Kaiser Augustus und die Geburt Jesu

Die Geburt Jesu wird im Lukasevangelium eng mit der Herrschaft des römischen Kaisers Augustus verknüpft. Laut Bibel veranlasste Augustus eine Volkszählung, bei der sich jeder in seine Heimat begeben musste – deshalb seien Josef und Maria nach Bethlehem gereist, wo Jesus geboren wurde. Dieser Bericht verbindet die religiöse Erzählung eng mit der politischen Welt der damaligen Zeit.

Historisch betrachtet regierte Augustus von 27 vor Christus bis zu seinem Tod im Jahr 14 nach Christus. Er war der erste römische Kaiser und prägte eine Ära des Friedens und der Stabilität, die als „Pax Romana“ bekannt ist. Interessanterweise datieren wir heute das Jahr Null unserer Zeitrechnung – das vermutliche Geburtsjahr Jesu – mitten in die Zeit seiner Herrschaft.

Dabei ist es eine bemerkenswerte Ironie der Geschichte: Ein mächtiger Kaiser, der sich „Gottessohn“ nennen ließ, wurde zum unbeabsichtigten Zeitzeuge der Geburt eines jüdischen Kindes, das für Millionen später zum wahren Sohn Gottes werden sollte. Die Quellenlage ist kompliziert – die Volkszählung zur Zeit Jesu lässt sich historisch nicht eindeutig belegen, doch die symbolische Verbindung bleibt stark.

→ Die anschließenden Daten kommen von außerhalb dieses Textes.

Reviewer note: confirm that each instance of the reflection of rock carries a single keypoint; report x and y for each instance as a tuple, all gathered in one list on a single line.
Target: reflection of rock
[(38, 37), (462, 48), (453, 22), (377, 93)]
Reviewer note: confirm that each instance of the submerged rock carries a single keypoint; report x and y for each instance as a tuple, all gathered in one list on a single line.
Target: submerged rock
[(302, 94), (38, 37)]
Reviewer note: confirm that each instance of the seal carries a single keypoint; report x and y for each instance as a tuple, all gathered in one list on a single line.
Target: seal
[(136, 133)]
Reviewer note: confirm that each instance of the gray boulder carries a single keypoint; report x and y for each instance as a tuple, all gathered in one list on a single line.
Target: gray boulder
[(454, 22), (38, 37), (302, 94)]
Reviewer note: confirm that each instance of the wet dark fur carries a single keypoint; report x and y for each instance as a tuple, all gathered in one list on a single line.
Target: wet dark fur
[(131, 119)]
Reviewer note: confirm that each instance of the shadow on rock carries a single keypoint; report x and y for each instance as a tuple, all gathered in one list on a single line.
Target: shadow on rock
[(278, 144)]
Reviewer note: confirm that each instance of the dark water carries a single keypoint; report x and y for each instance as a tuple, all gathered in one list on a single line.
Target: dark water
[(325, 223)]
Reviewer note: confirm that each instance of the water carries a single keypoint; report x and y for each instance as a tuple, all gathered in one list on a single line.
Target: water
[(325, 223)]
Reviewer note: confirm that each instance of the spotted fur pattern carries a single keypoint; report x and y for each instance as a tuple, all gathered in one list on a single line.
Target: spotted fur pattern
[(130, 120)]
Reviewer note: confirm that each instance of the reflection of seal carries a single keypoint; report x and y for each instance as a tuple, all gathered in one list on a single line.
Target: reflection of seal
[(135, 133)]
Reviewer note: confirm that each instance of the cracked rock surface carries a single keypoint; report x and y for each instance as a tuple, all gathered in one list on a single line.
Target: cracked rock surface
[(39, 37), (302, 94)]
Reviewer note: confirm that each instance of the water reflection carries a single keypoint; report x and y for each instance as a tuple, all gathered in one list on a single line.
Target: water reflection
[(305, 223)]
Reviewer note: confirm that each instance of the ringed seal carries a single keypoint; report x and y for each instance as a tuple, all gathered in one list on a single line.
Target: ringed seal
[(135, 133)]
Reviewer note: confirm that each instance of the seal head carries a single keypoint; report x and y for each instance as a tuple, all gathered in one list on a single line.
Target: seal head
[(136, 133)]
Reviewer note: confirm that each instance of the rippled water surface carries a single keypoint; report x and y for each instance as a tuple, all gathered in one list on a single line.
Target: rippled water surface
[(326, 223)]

So wird Augustus im Weihnachtsevangelium nicht als Akteur, sondern als Hintergrundfigur gebraucht: Seine Macht zeigt, wie groß das scheinbare Schweigen Gottes in jener Zeit war – und wie überraschend seine Botschaft letztlich kam, nicht aus dem Palast, sondern aus einer Krippe in Bethlehem.